Disabling sampling in distributed GraphSAGE

l-hoang · November 12, 2020, 9:29pm

Hello.

I am currently experimenting with the distributed GraphSAGE code provided by DGL. In order to compare with some other systems that do not do sampling, is it possible to easily change the code or pass in some argument so that the neighborhood sampling done in epochs is disabled?

In other words, I want an epoch in DGL’s GraphSAGE to only do 1 forward/backward step using the entire training set.

Thanks,
Loc Hoang

VoVAllen · November 14, 2020, 3:38pm

Sure.

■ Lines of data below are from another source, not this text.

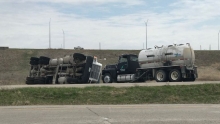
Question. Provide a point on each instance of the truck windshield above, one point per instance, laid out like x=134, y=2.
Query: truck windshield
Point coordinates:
x=123, y=60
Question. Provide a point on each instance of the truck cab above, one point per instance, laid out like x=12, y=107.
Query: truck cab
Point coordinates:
x=123, y=71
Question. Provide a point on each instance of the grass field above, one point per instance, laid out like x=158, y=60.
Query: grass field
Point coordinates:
x=14, y=63
x=188, y=94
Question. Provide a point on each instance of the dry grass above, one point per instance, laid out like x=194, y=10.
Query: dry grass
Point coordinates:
x=14, y=63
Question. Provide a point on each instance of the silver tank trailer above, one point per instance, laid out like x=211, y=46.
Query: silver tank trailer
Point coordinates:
x=172, y=55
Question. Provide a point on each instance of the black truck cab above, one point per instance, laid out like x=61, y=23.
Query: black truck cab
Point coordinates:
x=127, y=64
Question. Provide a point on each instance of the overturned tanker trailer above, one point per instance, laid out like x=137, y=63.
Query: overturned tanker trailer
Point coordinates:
x=71, y=69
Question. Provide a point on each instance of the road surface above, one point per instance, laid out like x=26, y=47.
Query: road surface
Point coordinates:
x=148, y=83
x=112, y=114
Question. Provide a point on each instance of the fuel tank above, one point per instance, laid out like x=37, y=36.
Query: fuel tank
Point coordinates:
x=171, y=55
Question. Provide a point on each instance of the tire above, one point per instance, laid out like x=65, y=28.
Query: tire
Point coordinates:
x=160, y=76
x=79, y=70
x=107, y=78
x=34, y=58
x=175, y=75
x=44, y=60
x=189, y=79
x=86, y=73
x=39, y=80
x=79, y=57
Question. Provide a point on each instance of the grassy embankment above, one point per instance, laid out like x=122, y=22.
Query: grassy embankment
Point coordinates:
x=191, y=94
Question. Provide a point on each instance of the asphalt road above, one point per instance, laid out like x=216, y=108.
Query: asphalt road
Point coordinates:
x=112, y=114
x=149, y=83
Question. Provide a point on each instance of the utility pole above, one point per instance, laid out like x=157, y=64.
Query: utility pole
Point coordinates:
x=49, y=36
x=218, y=39
x=63, y=40
x=146, y=32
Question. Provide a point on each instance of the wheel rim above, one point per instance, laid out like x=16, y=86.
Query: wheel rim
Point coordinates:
x=160, y=76
x=107, y=79
x=174, y=75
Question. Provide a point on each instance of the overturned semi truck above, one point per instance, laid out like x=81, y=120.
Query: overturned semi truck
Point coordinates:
x=166, y=63
x=71, y=69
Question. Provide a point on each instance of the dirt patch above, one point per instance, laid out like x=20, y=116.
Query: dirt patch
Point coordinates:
x=14, y=63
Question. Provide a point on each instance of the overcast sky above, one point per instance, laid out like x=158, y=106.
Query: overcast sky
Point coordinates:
x=116, y=24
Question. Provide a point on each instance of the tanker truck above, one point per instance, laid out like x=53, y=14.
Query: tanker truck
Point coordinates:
x=71, y=69
x=171, y=63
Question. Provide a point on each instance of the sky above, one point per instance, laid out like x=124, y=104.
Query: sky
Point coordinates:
x=114, y=24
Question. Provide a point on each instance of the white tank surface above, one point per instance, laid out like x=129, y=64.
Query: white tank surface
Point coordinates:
x=171, y=55
x=53, y=62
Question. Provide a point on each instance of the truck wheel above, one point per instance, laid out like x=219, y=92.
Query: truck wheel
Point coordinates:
x=174, y=75
x=189, y=79
x=107, y=78
x=161, y=76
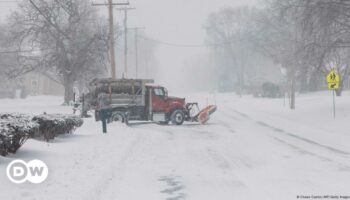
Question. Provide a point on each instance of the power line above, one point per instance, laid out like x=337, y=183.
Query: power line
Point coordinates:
x=188, y=45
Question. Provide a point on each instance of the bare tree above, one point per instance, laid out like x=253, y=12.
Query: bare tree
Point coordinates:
x=69, y=37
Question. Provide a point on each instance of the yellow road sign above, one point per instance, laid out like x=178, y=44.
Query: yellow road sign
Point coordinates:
x=333, y=80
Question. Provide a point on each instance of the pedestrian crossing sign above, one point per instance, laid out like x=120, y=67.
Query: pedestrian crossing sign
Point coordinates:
x=333, y=80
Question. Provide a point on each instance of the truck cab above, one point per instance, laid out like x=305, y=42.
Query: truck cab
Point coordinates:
x=163, y=108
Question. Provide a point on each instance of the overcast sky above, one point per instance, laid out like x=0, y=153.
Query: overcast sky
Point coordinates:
x=173, y=21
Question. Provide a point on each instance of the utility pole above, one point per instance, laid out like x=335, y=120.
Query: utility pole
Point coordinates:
x=111, y=33
x=136, y=29
x=125, y=39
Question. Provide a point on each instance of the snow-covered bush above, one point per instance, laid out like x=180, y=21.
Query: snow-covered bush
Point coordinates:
x=57, y=124
x=16, y=129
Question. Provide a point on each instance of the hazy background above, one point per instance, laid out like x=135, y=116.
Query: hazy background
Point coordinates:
x=170, y=21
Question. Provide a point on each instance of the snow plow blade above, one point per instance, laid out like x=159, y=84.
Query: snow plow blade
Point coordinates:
x=204, y=115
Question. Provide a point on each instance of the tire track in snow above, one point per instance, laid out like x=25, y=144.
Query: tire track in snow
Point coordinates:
x=343, y=154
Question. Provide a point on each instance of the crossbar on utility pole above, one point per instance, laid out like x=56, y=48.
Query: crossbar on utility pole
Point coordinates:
x=111, y=33
x=136, y=49
x=125, y=38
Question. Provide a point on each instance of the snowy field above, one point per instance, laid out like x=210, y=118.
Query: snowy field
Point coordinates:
x=255, y=149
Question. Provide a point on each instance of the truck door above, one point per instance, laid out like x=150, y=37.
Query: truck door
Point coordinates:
x=158, y=100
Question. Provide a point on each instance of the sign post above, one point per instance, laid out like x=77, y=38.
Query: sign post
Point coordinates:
x=333, y=80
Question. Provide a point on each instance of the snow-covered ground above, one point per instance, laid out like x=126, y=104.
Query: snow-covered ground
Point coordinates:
x=251, y=149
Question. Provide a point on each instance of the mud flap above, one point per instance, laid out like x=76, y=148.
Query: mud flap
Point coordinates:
x=204, y=115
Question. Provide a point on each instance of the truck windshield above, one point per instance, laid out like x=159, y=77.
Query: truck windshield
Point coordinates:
x=159, y=92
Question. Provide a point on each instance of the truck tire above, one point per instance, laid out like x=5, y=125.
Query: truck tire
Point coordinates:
x=177, y=117
x=118, y=117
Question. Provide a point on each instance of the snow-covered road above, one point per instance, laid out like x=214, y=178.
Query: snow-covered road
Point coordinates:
x=251, y=149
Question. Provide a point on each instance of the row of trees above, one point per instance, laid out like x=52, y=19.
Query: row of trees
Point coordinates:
x=305, y=37
x=67, y=40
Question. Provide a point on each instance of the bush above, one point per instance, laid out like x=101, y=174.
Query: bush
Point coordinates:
x=16, y=129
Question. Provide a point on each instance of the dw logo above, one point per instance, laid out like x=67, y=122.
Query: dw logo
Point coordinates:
x=35, y=171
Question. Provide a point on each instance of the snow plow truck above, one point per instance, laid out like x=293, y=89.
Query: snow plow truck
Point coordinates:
x=126, y=100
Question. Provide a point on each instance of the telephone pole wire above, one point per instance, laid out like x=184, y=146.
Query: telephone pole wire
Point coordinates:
x=125, y=38
x=111, y=33
x=136, y=29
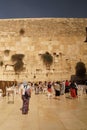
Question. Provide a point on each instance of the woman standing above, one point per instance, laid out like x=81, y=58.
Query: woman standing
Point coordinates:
x=57, y=90
x=25, y=95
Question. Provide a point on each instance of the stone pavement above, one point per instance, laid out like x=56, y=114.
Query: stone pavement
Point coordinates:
x=44, y=114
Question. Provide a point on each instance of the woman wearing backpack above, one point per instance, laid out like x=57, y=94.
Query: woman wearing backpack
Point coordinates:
x=25, y=95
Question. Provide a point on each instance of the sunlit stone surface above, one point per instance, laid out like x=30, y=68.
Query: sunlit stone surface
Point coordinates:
x=55, y=35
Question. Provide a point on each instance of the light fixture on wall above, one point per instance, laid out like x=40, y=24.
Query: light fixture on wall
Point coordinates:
x=86, y=35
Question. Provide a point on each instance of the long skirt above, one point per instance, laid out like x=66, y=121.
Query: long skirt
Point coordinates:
x=25, y=106
x=73, y=92
x=57, y=93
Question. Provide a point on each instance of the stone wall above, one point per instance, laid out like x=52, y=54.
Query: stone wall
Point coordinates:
x=57, y=36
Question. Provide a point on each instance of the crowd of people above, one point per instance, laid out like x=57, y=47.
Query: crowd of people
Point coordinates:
x=51, y=89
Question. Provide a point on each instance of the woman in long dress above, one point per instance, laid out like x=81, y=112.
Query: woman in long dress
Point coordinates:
x=25, y=95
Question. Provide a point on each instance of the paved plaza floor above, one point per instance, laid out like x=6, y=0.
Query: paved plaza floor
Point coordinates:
x=44, y=114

You just need to use the whole graph as the input when calculating the logits = model(g, input), g is sampled in the example, and you use the whole graph to substitute the g here.

VoVAllen · November 14, 2020, 3:39pm

And why you want to use distributed version if you can load the whole graph into the memory?

VoVAllen · November 16, 2020, 7:31am

You can also refer to our inference example on the full graph https://github.com/dmlc/dgl/blob/master/examples/pytorch/graphsage/experimental/train_dist.py#L84

l-hoang · November 16, 2020, 6:49pm

Thanks for the information!

I’m doing distribution to improve compute time rather than to get more memory since the computation in a GNN is quite high.

If I have any more questions I’ll let you know.

Loc